Cherubini was introduced into Parisian circles by Giovanni Battista Viotti, who was among the most celebrated violinists of his time and, moreover, enjoyed the benefits accruing from the favour of Queen Marie-Antoinette and his membership of the Freemasons. Helped by his in­fluential friend, Cherubini sought to conquer the coveted Paris operatic stage, hitherto dominated by Gluck. The opportunity came his way almost unexpectedly through the dramatist Jean-François Marmontel, who had prepared the libretto for a Démophon, based on Pietro Metastasio, which he intended for setting by the German composer Johann Christian Vogel; but when the latter prevaricated, Marmontel decided to entrust the opera to Cherubini. Thus Démophon was premiered at the Opéra on 2 December 1788; however, the very small number of performances that followed demonstrates that there was little public enthusiasm for the young Cherubini’s Parisian debut.

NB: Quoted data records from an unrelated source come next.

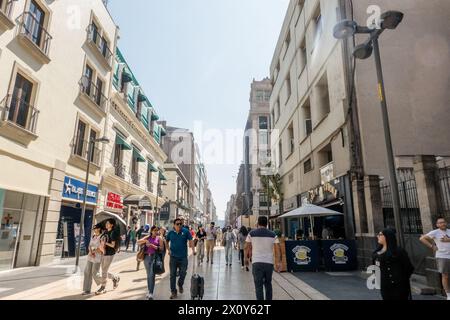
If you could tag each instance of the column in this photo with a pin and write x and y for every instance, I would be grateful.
(374, 209)
(424, 171)
(51, 216)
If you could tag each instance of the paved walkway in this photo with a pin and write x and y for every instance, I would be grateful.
(221, 283)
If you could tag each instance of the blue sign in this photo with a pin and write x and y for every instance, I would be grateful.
(302, 256)
(73, 189)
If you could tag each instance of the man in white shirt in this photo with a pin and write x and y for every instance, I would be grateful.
(259, 245)
(210, 242)
(439, 241)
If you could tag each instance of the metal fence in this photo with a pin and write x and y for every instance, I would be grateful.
(409, 203)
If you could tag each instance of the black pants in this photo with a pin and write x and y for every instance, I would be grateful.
(241, 256)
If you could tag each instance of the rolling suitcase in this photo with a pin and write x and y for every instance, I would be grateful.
(197, 287)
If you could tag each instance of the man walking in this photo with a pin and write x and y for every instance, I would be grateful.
(177, 240)
(229, 242)
(111, 239)
(210, 242)
(259, 245)
(439, 241)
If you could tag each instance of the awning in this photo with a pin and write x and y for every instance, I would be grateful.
(161, 176)
(151, 167)
(126, 76)
(137, 156)
(121, 142)
(141, 201)
(154, 117)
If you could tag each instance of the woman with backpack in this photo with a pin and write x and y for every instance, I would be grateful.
(153, 246)
(395, 267)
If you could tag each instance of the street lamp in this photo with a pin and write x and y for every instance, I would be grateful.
(91, 145)
(347, 29)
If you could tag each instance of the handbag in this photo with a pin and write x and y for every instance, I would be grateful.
(141, 254)
(158, 264)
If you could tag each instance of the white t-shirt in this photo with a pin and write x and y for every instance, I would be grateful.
(262, 241)
(443, 247)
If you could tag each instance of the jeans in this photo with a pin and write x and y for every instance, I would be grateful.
(91, 271)
(177, 263)
(229, 254)
(262, 276)
(148, 262)
(209, 250)
(200, 251)
(106, 263)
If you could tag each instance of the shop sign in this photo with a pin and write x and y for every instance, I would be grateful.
(320, 193)
(114, 201)
(73, 189)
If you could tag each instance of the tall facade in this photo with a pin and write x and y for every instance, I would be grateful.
(328, 143)
(52, 67)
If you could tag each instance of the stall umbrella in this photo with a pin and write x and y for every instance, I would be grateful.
(310, 210)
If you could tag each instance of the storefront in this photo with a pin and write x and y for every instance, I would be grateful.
(20, 228)
(70, 217)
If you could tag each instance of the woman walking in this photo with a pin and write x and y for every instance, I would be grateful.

The question of why Démophon caused such perplexity still remains to be investigated, but there can be no doubt that a movement such as the Ouverture stands revealed as an indisputable masterpiece, the potent expression of a symphonic genius who had already attained full maturity and was destined to make a profound impression on Beethoven. It possesses a truly symphonic momentum, conveyed by a powerful body of instruments—flutes, oboes, bassoons, horns, trumpets and timpani, in addition to the strings, and even trombones and clarinets. Cherubini, only twenty-eight years old at the time, makes the extraordinary gesture of assigning to the ‘fatal’ key of C minor (later to become the Beethovenian tonality par excellence, the key of the Fifth Symphony) the intense tragic import of the entire overture. Its opening bars immediately strike a sombre, anguished, almost funereal note, leading to a motif laden with noble pathos in the bassoon and the violins. From this suddenly erupts the blazingly dramatic Allegro spiritoso, charged with a sonic vehemence and rhythmic excitement so implacable as to be positively unsettling. After a contrapuntal discussion of this material, a new idea appears in the major, more delicate in profile, which leads in turn to the recurrence, unusual in itself, of the wistful cantabile motif from the introduction. But the implacable theme once more gains the upper hand; its development finally ushers in a forceful coda that asserts the luminous key of C major, hammered out by the peremptory final chords.